Are you sure about that? AFAIK the queues are an abstraction of the GPU's command engine, which receives draws/dispatches and hands them over to an internal fixed function scheduler.
I would have nothing aginst the queue concept, if only it would work.
You can look at a my testproject i have submitted to AMD: https://github.com/JoeJGit/OpenCL_Fiji_Bug_Report/blob/master/async_test_project.rar
...if you are bored, but here is what i found:
You can run 3 low work tasks without synchornizition perfectly parallel, yeah - awesome.
As soon as you add sync, which is only possible by using semaphores, the advantage gets lost due to bubbles. (Maybe semaphores sync with CPU as well? If so we have a terrible situation here! We need GPU only sync between queues.)
And here comes the best: If you try larger workloads, e.g. 3 tasks with runtimes of 0.2ms, 1ms, 1ms without async, going async the first and second task run parallel as expected, although 1ms become 2ms, so there is no win.

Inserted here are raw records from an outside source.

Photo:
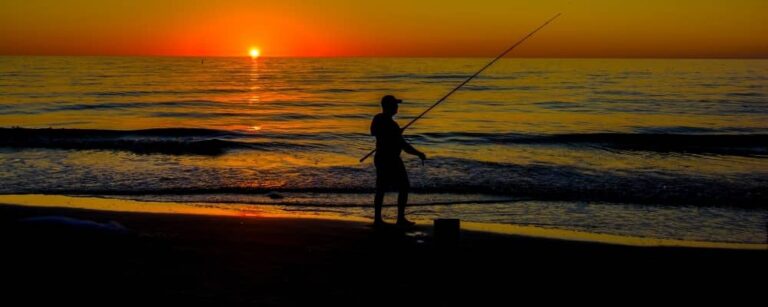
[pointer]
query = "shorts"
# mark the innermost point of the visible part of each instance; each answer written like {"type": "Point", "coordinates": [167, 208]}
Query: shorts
{"type": "Point", "coordinates": [390, 173]}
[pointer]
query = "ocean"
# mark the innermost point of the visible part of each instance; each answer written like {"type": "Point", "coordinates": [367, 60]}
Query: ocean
{"type": "Point", "coordinates": [660, 148]}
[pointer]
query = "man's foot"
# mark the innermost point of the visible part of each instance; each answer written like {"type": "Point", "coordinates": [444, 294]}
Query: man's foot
{"type": "Point", "coordinates": [405, 223]}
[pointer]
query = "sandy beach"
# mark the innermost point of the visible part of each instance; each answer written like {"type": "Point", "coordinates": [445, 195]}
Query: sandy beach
{"type": "Point", "coordinates": [152, 258]}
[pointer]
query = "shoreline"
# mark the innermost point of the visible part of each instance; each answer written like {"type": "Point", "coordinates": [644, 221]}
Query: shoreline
{"type": "Point", "coordinates": [238, 260]}
{"type": "Point", "coordinates": [270, 211]}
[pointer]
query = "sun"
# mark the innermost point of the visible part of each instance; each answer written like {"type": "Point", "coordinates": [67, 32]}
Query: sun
{"type": "Point", "coordinates": [254, 52]}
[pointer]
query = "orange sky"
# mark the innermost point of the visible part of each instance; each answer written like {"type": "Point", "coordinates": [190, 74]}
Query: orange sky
{"type": "Point", "coordinates": [588, 28]}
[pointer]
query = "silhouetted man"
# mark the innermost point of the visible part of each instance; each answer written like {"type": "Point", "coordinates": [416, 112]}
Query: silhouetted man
{"type": "Point", "coordinates": [390, 170]}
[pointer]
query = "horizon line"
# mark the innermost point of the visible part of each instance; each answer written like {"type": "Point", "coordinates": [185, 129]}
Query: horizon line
{"type": "Point", "coordinates": [399, 56]}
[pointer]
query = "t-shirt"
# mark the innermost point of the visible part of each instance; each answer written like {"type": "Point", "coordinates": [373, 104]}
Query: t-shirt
{"type": "Point", "coordinates": [389, 137]}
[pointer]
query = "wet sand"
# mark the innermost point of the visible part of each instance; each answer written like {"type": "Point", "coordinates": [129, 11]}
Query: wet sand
{"type": "Point", "coordinates": [231, 260]}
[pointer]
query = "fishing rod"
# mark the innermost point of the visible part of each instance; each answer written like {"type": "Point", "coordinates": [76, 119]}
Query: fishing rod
{"type": "Point", "coordinates": [469, 79]}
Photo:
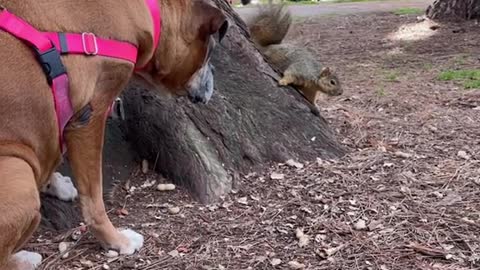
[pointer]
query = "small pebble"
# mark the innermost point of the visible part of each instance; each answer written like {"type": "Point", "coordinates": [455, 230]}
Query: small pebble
{"type": "Point", "coordinates": [166, 187]}
{"type": "Point", "coordinates": [111, 254]}
{"type": "Point", "coordinates": [62, 247]}
{"type": "Point", "coordinates": [360, 225]}
{"type": "Point", "coordinates": [296, 265]}
{"type": "Point", "coordinates": [275, 262]}
{"type": "Point", "coordinates": [174, 210]}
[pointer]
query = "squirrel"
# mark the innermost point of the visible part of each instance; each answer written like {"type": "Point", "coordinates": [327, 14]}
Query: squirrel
{"type": "Point", "coordinates": [298, 64]}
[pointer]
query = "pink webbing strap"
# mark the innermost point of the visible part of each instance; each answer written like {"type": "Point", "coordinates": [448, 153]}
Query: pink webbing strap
{"type": "Point", "coordinates": [43, 46]}
{"type": "Point", "coordinates": [89, 44]}
{"type": "Point", "coordinates": [22, 30]}
{"type": "Point", "coordinates": [48, 47]}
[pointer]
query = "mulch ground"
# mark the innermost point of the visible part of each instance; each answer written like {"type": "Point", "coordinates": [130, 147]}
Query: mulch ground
{"type": "Point", "coordinates": [407, 196]}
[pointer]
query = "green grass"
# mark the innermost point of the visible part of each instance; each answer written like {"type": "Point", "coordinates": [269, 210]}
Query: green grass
{"type": "Point", "coordinates": [408, 11]}
{"type": "Point", "coordinates": [469, 77]}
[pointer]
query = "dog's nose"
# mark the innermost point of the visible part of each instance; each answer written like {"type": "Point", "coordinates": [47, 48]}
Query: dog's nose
{"type": "Point", "coordinates": [197, 99]}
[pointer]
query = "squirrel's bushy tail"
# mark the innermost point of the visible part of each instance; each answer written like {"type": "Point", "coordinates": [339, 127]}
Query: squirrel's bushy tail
{"type": "Point", "coordinates": [270, 25]}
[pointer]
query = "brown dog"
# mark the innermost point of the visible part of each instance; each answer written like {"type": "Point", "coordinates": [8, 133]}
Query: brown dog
{"type": "Point", "coordinates": [29, 148]}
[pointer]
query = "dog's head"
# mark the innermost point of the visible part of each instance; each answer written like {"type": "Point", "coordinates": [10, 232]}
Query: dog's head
{"type": "Point", "coordinates": [181, 64]}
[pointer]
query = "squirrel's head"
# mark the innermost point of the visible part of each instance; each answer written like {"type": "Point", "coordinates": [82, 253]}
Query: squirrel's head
{"type": "Point", "coordinates": [329, 82]}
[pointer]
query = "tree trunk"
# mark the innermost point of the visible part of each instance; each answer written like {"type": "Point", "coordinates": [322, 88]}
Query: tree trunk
{"type": "Point", "coordinates": [454, 10]}
{"type": "Point", "coordinates": [249, 122]}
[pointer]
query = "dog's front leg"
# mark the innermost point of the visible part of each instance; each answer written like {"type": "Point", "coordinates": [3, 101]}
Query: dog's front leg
{"type": "Point", "coordinates": [85, 146]}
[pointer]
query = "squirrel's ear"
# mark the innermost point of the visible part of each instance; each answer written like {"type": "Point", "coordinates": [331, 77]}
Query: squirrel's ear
{"type": "Point", "coordinates": [325, 72]}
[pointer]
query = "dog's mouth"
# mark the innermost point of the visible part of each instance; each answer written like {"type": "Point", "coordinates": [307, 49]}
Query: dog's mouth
{"type": "Point", "coordinates": [200, 88]}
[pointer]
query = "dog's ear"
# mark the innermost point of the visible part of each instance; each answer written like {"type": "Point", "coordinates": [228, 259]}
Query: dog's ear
{"type": "Point", "coordinates": [212, 20]}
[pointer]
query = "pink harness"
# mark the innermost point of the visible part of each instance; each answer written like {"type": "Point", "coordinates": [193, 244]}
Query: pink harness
{"type": "Point", "coordinates": [48, 48]}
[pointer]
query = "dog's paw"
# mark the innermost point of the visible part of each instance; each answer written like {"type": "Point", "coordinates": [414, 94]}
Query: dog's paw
{"type": "Point", "coordinates": [61, 187]}
{"type": "Point", "coordinates": [30, 260]}
{"type": "Point", "coordinates": [135, 242]}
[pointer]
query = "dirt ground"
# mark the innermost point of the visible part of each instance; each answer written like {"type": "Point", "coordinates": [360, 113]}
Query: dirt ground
{"type": "Point", "coordinates": [407, 196]}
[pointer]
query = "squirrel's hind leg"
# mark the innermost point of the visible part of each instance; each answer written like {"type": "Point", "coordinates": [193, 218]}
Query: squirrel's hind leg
{"type": "Point", "coordinates": [286, 80]}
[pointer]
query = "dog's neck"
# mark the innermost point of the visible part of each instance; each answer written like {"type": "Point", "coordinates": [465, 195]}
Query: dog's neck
{"type": "Point", "coordinates": [172, 11]}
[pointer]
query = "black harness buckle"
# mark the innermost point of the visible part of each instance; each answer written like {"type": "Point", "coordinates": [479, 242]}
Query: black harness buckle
{"type": "Point", "coordinates": [51, 63]}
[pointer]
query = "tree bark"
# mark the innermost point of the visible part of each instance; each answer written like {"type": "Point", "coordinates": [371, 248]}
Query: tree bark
{"type": "Point", "coordinates": [454, 10]}
{"type": "Point", "coordinates": [249, 122]}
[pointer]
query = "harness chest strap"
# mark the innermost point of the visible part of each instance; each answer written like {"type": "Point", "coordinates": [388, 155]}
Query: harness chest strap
{"type": "Point", "coordinates": [49, 46]}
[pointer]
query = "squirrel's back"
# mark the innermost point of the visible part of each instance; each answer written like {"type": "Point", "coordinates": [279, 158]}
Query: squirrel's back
{"type": "Point", "coordinates": [298, 64]}
{"type": "Point", "coordinates": [270, 25]}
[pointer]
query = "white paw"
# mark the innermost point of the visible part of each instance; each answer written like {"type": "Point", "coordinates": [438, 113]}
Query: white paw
{"type": "Point", "coordinates": [31, 258]}
{"type": "Point", "coordinates": [61, 187]}
{"type": "Point", "coordinates": [135, 241]}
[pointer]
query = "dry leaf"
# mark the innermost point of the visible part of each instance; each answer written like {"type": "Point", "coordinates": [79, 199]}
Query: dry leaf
{"type": "Point", "coordinates": [174, 253]}
{"type": "Point", "coordinates": [463, 154]}
{"type": "Point", "coordinates": [295, 164]}
{"type": "Point", "coordinates": [303, 239]}
{"type": "Point", "coordinates": [122, 212]}
{"type": "Point", "coordinates": [296, 265]}
{"type": "Point", "coordinates": [111, 254]}
{"type": "Point", "coordinates": [360, 225]}
{"type": "Point", "coordinates": [174, 210]}
{"type": "Point", "coordinates": [166, 187]}
{"type": "Point", "coordinates": [451, 199]}
{"type": "Point", "coordinates": [275, 262]}
{"type": "Point", "coordinates": [277, 176]}
{"type": "Point", "coordinates": [242, 200]}
{"type": "Point", "coordinates": [403, 155]}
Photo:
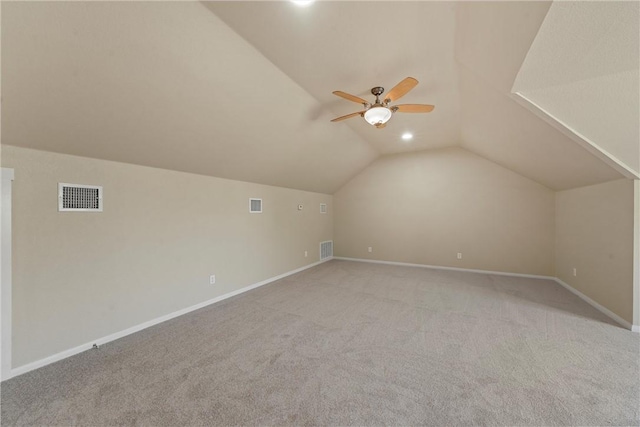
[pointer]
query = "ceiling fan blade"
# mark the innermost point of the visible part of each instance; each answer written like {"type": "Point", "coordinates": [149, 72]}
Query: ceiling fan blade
{"type": "Point", "coordinates": [348, 116]}
{"type": "Point", "coordinates": [400, 89]}
{"type": "Point", "coordinates": [413, 108]}
{"type": "Point", "coordinates": [349, 97]}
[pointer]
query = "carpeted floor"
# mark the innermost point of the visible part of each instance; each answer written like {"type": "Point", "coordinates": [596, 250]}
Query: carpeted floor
{"type": "Point", "coordinates": [348, 343]}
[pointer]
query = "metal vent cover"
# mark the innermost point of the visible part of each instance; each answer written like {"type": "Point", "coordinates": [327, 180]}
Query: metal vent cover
{"type": "Point", "coordinates": [255, 205]}
{"type": "Point", "coordinates": [326, 249]}
{"type": "Point", "coordinates": [77, 197]}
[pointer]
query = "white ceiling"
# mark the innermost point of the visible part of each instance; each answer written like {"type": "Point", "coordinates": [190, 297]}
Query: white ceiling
{"type": "Point", "coordinates": [242, 90]}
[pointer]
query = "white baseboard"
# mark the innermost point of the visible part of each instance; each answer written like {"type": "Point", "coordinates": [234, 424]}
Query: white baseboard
{"type": "Point", "coordinates": [602, 309]}
{"type": "Point", "coordinates": [598, 306]}
{"type": "Point", "coordinates": [100, 341]}
{"type": "Point", "coordinates": [438, 267]}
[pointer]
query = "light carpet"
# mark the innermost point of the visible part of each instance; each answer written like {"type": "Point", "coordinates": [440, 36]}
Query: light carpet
{"type": "Point", "coordinates": [348, 343]}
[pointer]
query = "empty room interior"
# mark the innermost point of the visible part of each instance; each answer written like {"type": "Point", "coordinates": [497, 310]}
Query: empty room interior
{"type": "Point", "coordinates": [320, 213]}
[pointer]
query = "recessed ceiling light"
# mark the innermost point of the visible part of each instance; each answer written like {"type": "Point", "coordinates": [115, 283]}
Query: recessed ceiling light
{"type": "Point", "coordinates": [407, 136]}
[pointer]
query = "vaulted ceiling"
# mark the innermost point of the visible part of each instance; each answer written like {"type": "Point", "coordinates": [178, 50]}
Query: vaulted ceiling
{"type": "Point", "coordinates": [242, 90]}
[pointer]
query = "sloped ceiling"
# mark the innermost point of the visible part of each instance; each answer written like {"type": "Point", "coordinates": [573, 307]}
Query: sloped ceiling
{"type": "Point", "coordinates": [584, 70]}
{"type": "Point", "coordinates": [242, 90]}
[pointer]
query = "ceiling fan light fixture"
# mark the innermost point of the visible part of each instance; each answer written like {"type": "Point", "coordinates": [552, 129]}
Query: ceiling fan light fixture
{"type": "Point", "coordinates": [377, 115]}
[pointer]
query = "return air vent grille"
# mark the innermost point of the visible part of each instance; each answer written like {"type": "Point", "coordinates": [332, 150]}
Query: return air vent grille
{"type": "Point", "coordinates": [326, 249]}
{"type": "Point", "coordinates": [255, 205]}
{"type": "Point", "coordinates": [76, 197]}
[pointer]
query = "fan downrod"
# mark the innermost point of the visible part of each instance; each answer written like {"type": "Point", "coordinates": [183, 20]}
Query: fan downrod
{"type": "Point", "coordinates": [377, 91]}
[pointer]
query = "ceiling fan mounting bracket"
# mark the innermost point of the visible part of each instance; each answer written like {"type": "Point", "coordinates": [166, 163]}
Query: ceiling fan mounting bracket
{"type": "Point", "coordinates": [377, 91]}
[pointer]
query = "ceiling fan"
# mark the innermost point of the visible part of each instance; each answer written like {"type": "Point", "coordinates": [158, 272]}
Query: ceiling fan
{"type": "Point", "coordinates": [379, 113]}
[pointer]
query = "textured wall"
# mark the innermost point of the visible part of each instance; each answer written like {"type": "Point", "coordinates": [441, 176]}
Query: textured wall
{"type": "Point", "coordinates": [81, 276]}
{"type": "Point", "coordinates": [425, 207]}
{"type": "Point", "coordinates": [594, 234]}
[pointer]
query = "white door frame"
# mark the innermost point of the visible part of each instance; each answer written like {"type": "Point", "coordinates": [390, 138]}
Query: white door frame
{"type": "Point", "coordinates": [5, 275]}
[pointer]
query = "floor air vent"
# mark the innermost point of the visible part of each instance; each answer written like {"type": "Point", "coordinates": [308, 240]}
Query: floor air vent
{"type": "Point", "coordinates": [76, 197]}
{"type": "Point", "coordinates": [326, 249]}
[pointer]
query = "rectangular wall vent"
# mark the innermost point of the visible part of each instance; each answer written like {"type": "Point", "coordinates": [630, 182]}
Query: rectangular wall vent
{"type": "Point", "coordinates": [76, 197]}
{"type": "Point", "coordinates": [255, 205]}
{"type": "Point", "coordinates": [326, 249]}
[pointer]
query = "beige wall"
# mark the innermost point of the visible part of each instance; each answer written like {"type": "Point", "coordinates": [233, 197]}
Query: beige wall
{"type": "Point", "coordinates": [594, 234]}
{"type": "Point", "coordinates": [81, 276]}
{"type": "Point", "coordinates": [427, 206]}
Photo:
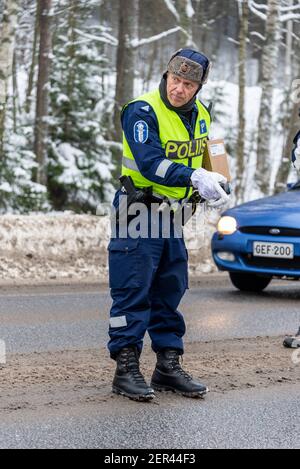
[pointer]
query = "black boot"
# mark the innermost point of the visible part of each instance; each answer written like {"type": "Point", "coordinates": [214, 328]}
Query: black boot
{"type": "Point", "coordinates": [169, 376]}
{"type": "Point", "coordinates": [292, 341]}
{"type": "Point", "coordinates": [128, 379]}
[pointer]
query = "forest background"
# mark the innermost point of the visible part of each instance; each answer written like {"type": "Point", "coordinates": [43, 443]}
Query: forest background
{"type": "Point", "coordinates": [68, 66]}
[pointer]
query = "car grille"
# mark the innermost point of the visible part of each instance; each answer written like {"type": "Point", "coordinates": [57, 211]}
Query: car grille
{"type": "Point", "coordinates": [265, 230]}
{"type": "Point", "coordinates": [270, 263]}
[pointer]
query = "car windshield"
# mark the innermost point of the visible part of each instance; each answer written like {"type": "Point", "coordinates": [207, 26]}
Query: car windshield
{"type": "Point", "coordinates": [296, 186]}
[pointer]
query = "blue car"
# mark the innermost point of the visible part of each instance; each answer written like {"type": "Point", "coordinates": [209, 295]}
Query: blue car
{"type": "Point", "coordinates": [260, 240]}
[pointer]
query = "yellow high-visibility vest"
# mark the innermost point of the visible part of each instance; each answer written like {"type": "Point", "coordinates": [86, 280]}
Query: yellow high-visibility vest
{"type": "Point", "coordinates": [176, 142]}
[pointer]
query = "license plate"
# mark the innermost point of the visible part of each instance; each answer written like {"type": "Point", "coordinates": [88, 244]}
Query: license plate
{"type": "Point", "coordinates": [274, 250]}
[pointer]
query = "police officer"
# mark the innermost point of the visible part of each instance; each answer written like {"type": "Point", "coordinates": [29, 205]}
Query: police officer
{"type": "Point", "coordinates": [164, 136]}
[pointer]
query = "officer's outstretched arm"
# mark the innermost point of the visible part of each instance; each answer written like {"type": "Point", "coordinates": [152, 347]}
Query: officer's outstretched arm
{"type": "Point", "coordinates": [296, 152]}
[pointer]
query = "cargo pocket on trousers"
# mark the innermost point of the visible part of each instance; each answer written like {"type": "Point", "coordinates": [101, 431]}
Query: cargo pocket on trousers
{"type": "Point", "coordinates": [125, 267]}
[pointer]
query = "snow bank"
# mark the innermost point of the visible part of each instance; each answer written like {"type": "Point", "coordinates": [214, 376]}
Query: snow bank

But the third task raises to 2ms as well, even it runs alone and nothing else - it's runtime is doudled for nothing.
It seems there is no dynamic work balancing happening here - looks like the GPU gets divided somehow and refuses to merge back when possible.
2 hours ago, Hodgman said:
AFAIK the queues are an abstraction of the GPU's command engine, which receives draws/dispatches and hands them over to an internal fixed function scheduler.
Guess not, the numbers don't match. A Fiji has 8 ACEs (if thats the correct name), but i see only 4 compute queues (1gfx/CS+3CS). Nobody knows what happens under the hood, but it needs more work, at least on the drivers.
Access to unique CUs should not be necessary, you're right guys. But i would be willing to tackle this if it would be an improvement.
There are two situations where async compute makes sense:
1. Doing compute while doing ALU light rendering work (Not yet tried - all my hope goues in to this, but net everyone has rendering work.)
2. Paralellizing and synchronizing low work compute tasks - extremely important if we look towards more complex algotrithms reducing work instead to brute force everything. And sadly this fails yet.